# A little "Sand" time



## NMKawierider (Apr 11, 2009)

Got a couple of hours in today on the sand...yeah..that's all we got here right now. Decided to plant the cam on the tripod and do some donuts and hills. Its a shortie...and dry.. but worth a watch.


----------



## Polaris425 (Dec 16, 2004)

nice! I use to love to play on the dunes when i had the 350X Trike


----------



## lilbigtonka (Dec 30, 2008)

you def have that luxury over there that we dont have in florida, we have some good sandy beaches and stuff but no open places like that and if it was like that and not so muddy around here my brute would prolly stay running better and repair cost would stay down hahahaha


----------



## movingman (Jan 25, 2010)

Cool video. I like the look of those rims on your brute.


----------



## KMKjr (Jan 9, 2009)

That's cool.

If I tried the beach here, I'd just sink!


----------



## NMKawierider (Apr 11, 2009)

Thanks guys. The sand is fun...for a while.. Man we need some rain around here...bad ..lol.


----------



## IBBruin (Feb 10, 2009)

Looks like fun but I bet you're cleaning the air filter all the time! 

I just noticed and read through all the mods you have in your sig. Most of them I know but what is an overfender and WTF is a Rotopax? lol


----------



## xtreme02gt (Dec 14, 2010)

IBBruin said:


> Looks like fun but I bet you're cleaning the air filter all the time!
> 
> I just noticed and read through all the mods you have in your sig. Most of them I know but what is an overfender and WTF is a Rotopax? lol


 
The overfender -- it like an extented fender well.. Kinda what you see on trucks around the wheel wells. Fender flair things

The Rotopax -- Flat gas cans


----------



## xtreme02gt (Dec 14, 2010)

Nice video... I am going tomorrow afternoon to ride a really sandy area. I was wondering how well it would do it very deep sand with swamp lites..

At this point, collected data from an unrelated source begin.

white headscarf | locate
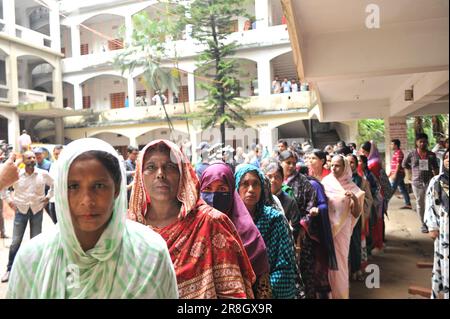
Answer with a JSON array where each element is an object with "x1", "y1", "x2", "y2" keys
[{"x1": 7, "y1": 138, "x2": 178, "y2": 299}]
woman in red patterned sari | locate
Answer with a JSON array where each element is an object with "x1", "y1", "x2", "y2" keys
[{"x1": 128, "y1": 140, "x2": 255, "y2": 299}]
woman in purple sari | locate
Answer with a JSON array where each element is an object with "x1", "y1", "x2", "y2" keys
[{"x1": 200, "y1": 163, "x2": 272, "y2": 298}]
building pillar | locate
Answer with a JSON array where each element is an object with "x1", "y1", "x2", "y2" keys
[
  {"x1": 73, "y1": 82, "x2": 83, "y2": 110},
  {"x1": 384, "y1": 116, "x2": 408, "y2": 174},
  {"x1": 125, "y1": 15, "x2": 133, "y2": 45},
  {"x1": 257, "y1": 124, "x2": 274, "y2": 155},
  {"x1": 52, "y1": 59, "x2": 63, "y2": 109},
  {"x1": 49, "y1": 0, "x2": 61, "y2": 51},
  {"x1": 70, "y1": 24, "x2": 81, "y2": 58},
  {"x1": 6, "y1": 111, "x2": 20, "y2": 151},
  {"x1": 129, "y1": 136, "x2": 138, "y2": 148},
  {"x1": 127, "y1": 76, "x2": 136, "y2": 108},
  {"x1": 255, "y1": 0, "x2": 270, "y2": 29},
  {"x1": 8, "y1": 49, "x2": 19, "y2": 105},
  {"x1": 190, "y1": 129, "x2": 199, "y2": 164},
  {"x1": 54, "y1": 117, "x2": 64, "y2": 144},
  {"x1": 257, "y1": 58, "x2": 271, "y2": 96},
  {"x1": 3, "y1": 0, "x2": 16, "y2": 36}
]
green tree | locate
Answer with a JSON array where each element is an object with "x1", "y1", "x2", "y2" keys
[
  {"x1": 170, "y1": 0, "x2": 252, "y2": 146},
  {"x1": 113, "y1": 10, "x2": 186, "y2": 141},
  {"x1": 357, "y1": 119, "x2": 385, "y2": 146}
]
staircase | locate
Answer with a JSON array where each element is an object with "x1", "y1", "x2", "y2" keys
[{"x1": 312, "y1": 130, "x2": 341, "y2": 150}]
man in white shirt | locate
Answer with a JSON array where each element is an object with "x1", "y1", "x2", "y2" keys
[
  {"x1": 152, "y1": 91, "x2": 168, "y2": 106},
  {"x1": 281, "y1": 78, "x2": 291, "y2": 93},
  {"x1": 1, "y1": 151, "x2": 53, "y2": 283},
  {"x1": 18, "y1": 130, "x2": 32, "y2": 153}
]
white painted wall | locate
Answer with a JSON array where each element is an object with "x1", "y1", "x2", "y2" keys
[
  {"x1": 82, "y1": 76, "x2": 127, "y2": 111},
  {"x1": 80, "y1": 17, "x2": 124, "y2": 55}
]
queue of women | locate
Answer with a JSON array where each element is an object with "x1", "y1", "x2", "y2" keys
[{"x1": 4, "y1": 138, "x2": 448, "y2": 299}]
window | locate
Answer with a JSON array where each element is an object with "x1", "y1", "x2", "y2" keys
[
  {"x1": 110, "y1": 92, "x2": 125, "y2": 109},
  {"x1": 82, "y1": 96, "x2": 90, "y2": 109},
  {"x1": 219, "y1": 20, "x2": 238, "y2": 33},
  {"x1": 178, "y1": 86, "x2": 189, "y2": 103},
  {"x1": 63, "y1": 98, "x2": 68, "y2": 108},
  {"x1": 108, "y1": 39, "x2": 123, "y2": 51}
]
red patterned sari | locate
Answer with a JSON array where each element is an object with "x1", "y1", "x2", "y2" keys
[{"x1": 128, "y1": 140, "x2": 255, "y2": 299}]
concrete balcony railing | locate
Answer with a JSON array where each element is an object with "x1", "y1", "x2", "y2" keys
[
  {"x1": 170, "y1": 24, "x2": 290, "y2": 57},
  {"x1": 63, "y1": 91, "x2": 312, "y2": 128},
  {"x1": 62, "y1": 49, "x2": 120, "y2": 73},
  {"x1": 61, "y1": 25, "x2": 290, "y2": 73},
  {"x1": 15, "y1": 25, "x2": 51, "y2": 48},
  {"x1": 18, "y1": 88, "x2": 55, "y2": 104}
]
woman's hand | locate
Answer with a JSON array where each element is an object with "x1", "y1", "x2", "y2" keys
[
  {"x1": 345, "y1": 191, "x2": 357, "y2": 202},
  {"x1": 309, "y1": 207, "x2": 319, "y2": 217},
  {"x1": 429, "y1": 230, "x2": 439, "y2": 240}
]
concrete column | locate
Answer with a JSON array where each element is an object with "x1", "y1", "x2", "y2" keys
[
  {"x1": 73, "y1": 82, "x2": 83, "y2": 110},
  {"x1": 1, "y1": 110, "x2": 20, "y2": 150},
  {"x1": 71, "y1": 24, "x2": 81, "y2": 57},
  {"x1": 190, "y1": 129, "x2": 199, "y2": 164},
  {"x1": 54, "y1": 117, "x2": 64, "y2": 144},
  {"x1": 52, "y1": 60, "x2": 63, "y2": 109},
  {"x1": 7, "y1": 49, "x2": 19, "y2": 105},
  {"x1": 125, "y1": 15, "x2": 133, "y2": 45},
  {"x1": 49, "y1": 0, "x2": 61, "y2": 51},
  {"x1": 257, "y1": 124, "x2": 274, "y2": 154},
  {"x1": 127, "y1": 76, "x2": 136, "y2": 108},
  {"x1": 257, "y1": 58, "x2": 271, "y2": 96},
  {"x1": 255, "y1": 0, "x2": 270, "y2": 29},
  {"x1": 3, "y1": 0, "x2": 16, "y2": 36},
  {"x1": 187, "y1": 72, "x2": 196, "y2": 104},
  {"x1": 129, "y1": 136, "x2": 138, "y2": 148}
]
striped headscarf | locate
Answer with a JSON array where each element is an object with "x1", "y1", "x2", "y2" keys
[{"x1": 7, "y1": 138, "x2": 178, "y2": 299}]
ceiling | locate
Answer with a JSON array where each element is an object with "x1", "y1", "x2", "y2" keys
[{"x1": 283, "y1": 0, "x2": 449, "y2": 120}]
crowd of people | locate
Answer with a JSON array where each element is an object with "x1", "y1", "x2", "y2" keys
[{"x1": 0, "y1": 132, "x2": 448, "y2": 299}]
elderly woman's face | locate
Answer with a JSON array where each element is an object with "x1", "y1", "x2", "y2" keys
[
  {"x1": 331, "y1": 156, "x2": 346, "y2": 178},
  {"x1": 68, "y1": 157, "x2": 118, "y2": 236},
  {"x1": 143, "y1": 149, "x2": 180, "y2": 203},
  {"x1": 238, "y1": 172, "x2": 262, "y2": 212}
]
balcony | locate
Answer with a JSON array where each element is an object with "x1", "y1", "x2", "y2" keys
[
  {"x1": 62, "y1": 49, "x2": 120, "y2": 73},
  {"x1": 63, "y1": 91, "x2": 312, "y2": 128},
  {"x1": 15, "y1": 25, "x2": 51, "y2": 48},
  {"x1": 18, "y1": 88, "x2": 54, "y2": 104},
  {"x1": 62, "y1": 24, "x2": 290, "y2": 73}
]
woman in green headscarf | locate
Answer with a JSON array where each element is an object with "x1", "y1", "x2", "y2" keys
[{"x1": 7, "y1": 138, "x2": 178, "y2": 299}]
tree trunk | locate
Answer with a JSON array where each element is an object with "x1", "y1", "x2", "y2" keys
[{"x1": 220, "y1": 121, "x2": 226, "y2": 148}]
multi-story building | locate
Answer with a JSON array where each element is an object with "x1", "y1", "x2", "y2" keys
[
  {"x1": 3, "y1": 0, "x2": 320, "y2": 159},
  {"x1": 0, "y1": 0, "x2": 76, "y2": 149}
]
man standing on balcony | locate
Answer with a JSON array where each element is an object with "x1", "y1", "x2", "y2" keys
[
  {"x1": 281, "y1": 78, "x2": 291, "y2": 94},
  {"x1": 1, "y1": 151, "x2": 53, "y2": 283},
  {"x1": 18, "y1": 130, "x2": 32, "y2": 154},
  {"x1": 272, "y1": 76, "x2": 281, "y2": 94},
  {"x1": 291, "y1": 79, "x2": 299, "y2": 92}
]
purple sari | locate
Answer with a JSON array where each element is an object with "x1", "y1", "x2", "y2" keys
[{"x1": 200, "y1": 163, "x2": 270, "y2": 277}]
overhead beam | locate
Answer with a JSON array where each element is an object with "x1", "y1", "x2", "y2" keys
[
  {"x1": 281, "y1": 0, "x2": 305, "y2": 81},
  {"x1": 302, "y1": 18, "x2": 448, "y2": 81},
  {"x1": 322, "y1": 99, "x2": 390, "y2": 122}
]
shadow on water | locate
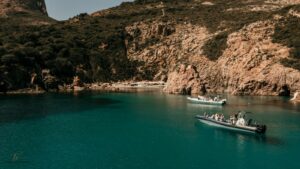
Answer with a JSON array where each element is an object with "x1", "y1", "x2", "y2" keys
[
  {"x1": 265, "y1": 99, "x2": 300, "y2": 112},
  {"x1": 187, "y1": 103, "x2": 224, "y2": 109},
  {"x1": 225, "y1": 96, "x2": 300, "y2": 112},
  {"x1": 0, "y1": 92, "x2": 121, "y2": 123},
  {"x1": 194, "y1": 122, "x2": 284, "y2": 146}
]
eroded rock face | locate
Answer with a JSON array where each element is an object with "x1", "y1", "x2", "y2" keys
[
  {"x1": 125, "y1": 19, "x2": 300, "y2": 96},
  {"x1": 217, "y1": 21, "x2": 293, "y2": 95},
  {"x1": 121, "y1": 0, "x2": 300, "y2": 96},
  {"x1": 126, "y1": 21, "x2": 211, "y2": 82},
  {"x1": 164, "y1": 64, "x2": 201, "y2": 95}
]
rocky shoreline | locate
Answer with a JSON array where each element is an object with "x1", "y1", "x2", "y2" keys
[
  {"x1": 3, "y1": 80, "x2": 300, "y2": 103},
  {"x1": 0, "y1": 81, "x2": 166, "y2": 95}
]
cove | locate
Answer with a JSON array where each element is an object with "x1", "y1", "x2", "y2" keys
[{"x1": 0, "y1": 91, "x2": 299, "y2": 169}]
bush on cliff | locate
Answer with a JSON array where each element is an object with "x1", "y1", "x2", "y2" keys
[
  {"x1": 202, "y1": 32, "x2": 228, "y2": 60},
  {"x1": 273, "y1": 11, "x2": 300, "y2": 70}
]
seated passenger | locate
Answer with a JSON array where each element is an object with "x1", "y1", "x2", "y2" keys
[
  {"x1": 215, "y1": 114, "x2": 219, "y2": 120},
  {"x1": 220, "y1": 114, "x2": 224, "y2": 121}
]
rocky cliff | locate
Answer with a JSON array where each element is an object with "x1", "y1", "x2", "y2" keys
[
  {"x1": 1, "y1": 0, "x2": 300, "y2": 96},
  {"x1": 123, "y1": 0, "x2": 300, "y2": 96}
]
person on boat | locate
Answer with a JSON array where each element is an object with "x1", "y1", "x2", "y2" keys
[
  {"x1": 215, "y1": 114, "x2": 219, "y2": 121},
  {"x1": 230, "y1": 115, "x2": 237, "y2": 124},
  {"x1": 220, "y1": 114, "x2": 224, "y2": 121},
  {"x1": 236, "y1": 116, "x2": 246, "y2": 126}
]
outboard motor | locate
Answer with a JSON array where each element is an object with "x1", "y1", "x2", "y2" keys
[{"x1": 256, "y1": 125, "x2": 267, "y2": 134}]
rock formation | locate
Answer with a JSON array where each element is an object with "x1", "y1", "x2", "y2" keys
[
  {"x1": 72, "y1": 76, "x2": 85, "y2": 91},
  {"x1": 125, "y1": 20, "x2": 294, "y2": 95},
  {"x1": 41, "y1": 70, "x2": 59, "y2": 91},
  {"x1": 164, "y1": 64, "x2": 201, "y2": 95},
  {"x1": 123, "y1": 1, "x2": 300, "y2": 96}
]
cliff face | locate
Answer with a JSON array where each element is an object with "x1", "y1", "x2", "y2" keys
[
  {"x1": 1, "y1": 0, "x2": 300, "y2": 96},
  {"x1": 123, "y1": 0, "x2": 300, "y2": 96},
  {"x1": 125, "y1": 19, "x2": 294, "y2": 95}
]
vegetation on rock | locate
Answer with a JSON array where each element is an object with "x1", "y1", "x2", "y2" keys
[
  {"x1": 0, "y1": 0, "x2": 300, "y2": 93},
  {"x1": 273, "y1": 6, "x2": 300, "y2": 70}
]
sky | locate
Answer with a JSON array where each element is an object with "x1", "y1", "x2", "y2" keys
[{"x1": 45, "y1": 0, "x2": 133, "y2": 20}]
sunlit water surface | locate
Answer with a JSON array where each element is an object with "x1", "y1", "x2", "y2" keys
[{"x1": 0, "y1": 91, "x2": 299, "y2": 169}]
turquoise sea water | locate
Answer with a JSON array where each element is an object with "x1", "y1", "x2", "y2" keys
[{"x1": 0, "y1": 91, "x2": 300, "y2": 169}]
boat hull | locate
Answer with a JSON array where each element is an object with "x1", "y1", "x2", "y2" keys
[
  {"x1": 195, "y1": 115, "x2": 266, "y2": 134},
  {"x1": 187, "y1": 97, "x2": 226, "y2": 105}
]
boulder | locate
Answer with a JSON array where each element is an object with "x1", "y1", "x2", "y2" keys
[
  {"x1": 72, "y1": 76, "x2": 85, "y2": 91},
  {"x1": 42, "y1": 69, "x2": 59, "y2": 91}
]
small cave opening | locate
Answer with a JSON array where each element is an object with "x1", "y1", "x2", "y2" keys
[
  {"x1": 183, "y1": 87, "x2": 191, "y2": 95},
  {"x1": 279, "y1": 85, "x2": 290, "y2": 96}
]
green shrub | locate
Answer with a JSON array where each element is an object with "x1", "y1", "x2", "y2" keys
[
  {"x1": 202, "y1": 32, "x2": 228, "y2": 60},
  {"x1": 0, "y1": 47, "x2": 6, "y2": 56},
  {"x1": 281, "y1": 58, "x2": 300, "y2": 71},
  {"x1": 273, "y1": 14, "x2": 300, "y2": 70},
  {"x1": 1, "y1": 54, "x2": 18, "y2": 64}
]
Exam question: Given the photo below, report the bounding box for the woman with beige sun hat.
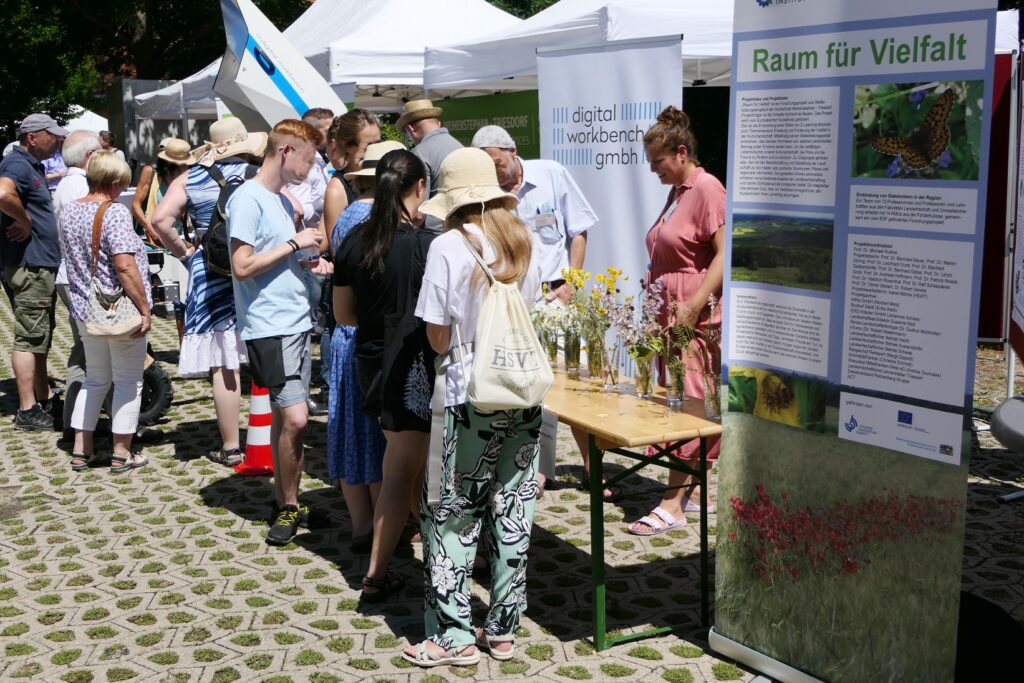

I really like your bike!! I sure wish they made silver on 2008..


----------



## KMKjr (Jan 9, 2009)

nmkawierider said:


> Man we need some rain around here...bad ..lol.


 
I'll lend ya some!! 

We have lots to spare!!!


----------



## IBBruin (Feb 10, 2009)

I probably could have guessed on the overfenders but the name Rotopax doesn't really describe flat gas can.


----------



## NMKawierider (Apr 11, 2009)

IBBruin said:


> I probably could have guessed on the overfenders but the name Rotopax doesn't really describe flat gas can.


yeah...running out of room in the sig...had to shorten something...lol Got the two one-gallons and three 4-gallon flat pacs...for those long thursty weekends.

And the overfenders are these things. Like fender extentions:


----------



## kawboy1 (Aug 25, 2010)

Nice nm, sand is always fun......them rotopax are bomb proof......I have the fuel and water ones, nice flat and compact too.


----------



## NMKawierider (Apr 11, 2009)

kawboy1 said:


> Nice nm, sand is always fun......them rotopax are bomb proof......I have the fuel and water ones, nice flat and compact too.


Seems I use the one-gallon pacs more then the others now...and mounted on the sides of that big-uggly trunk helps the look I think....and they are tough..think you can park a car on them.


----------



## depthfinder (Mar 1, 2011)

Verry cool.Makes me miss home.


----------



## Beachcruiser (Feb 27, 2010)

I've been contemplating on bring my brute out to NM with me but I haven't found anyone that rides......or any places to ride.


----------



## NMKawierider (Apr 11, 2009)

Beachcruiser said:


> I've been contemplating on bring my brute out to NM with me but I haven't found anyone that rides......or any places to ride.


Yeah its tough to find places to ride here...especialy southern NM but there are places. We have been looking for places down there and I think a buddy found some. I'll check with him and let you know.


----------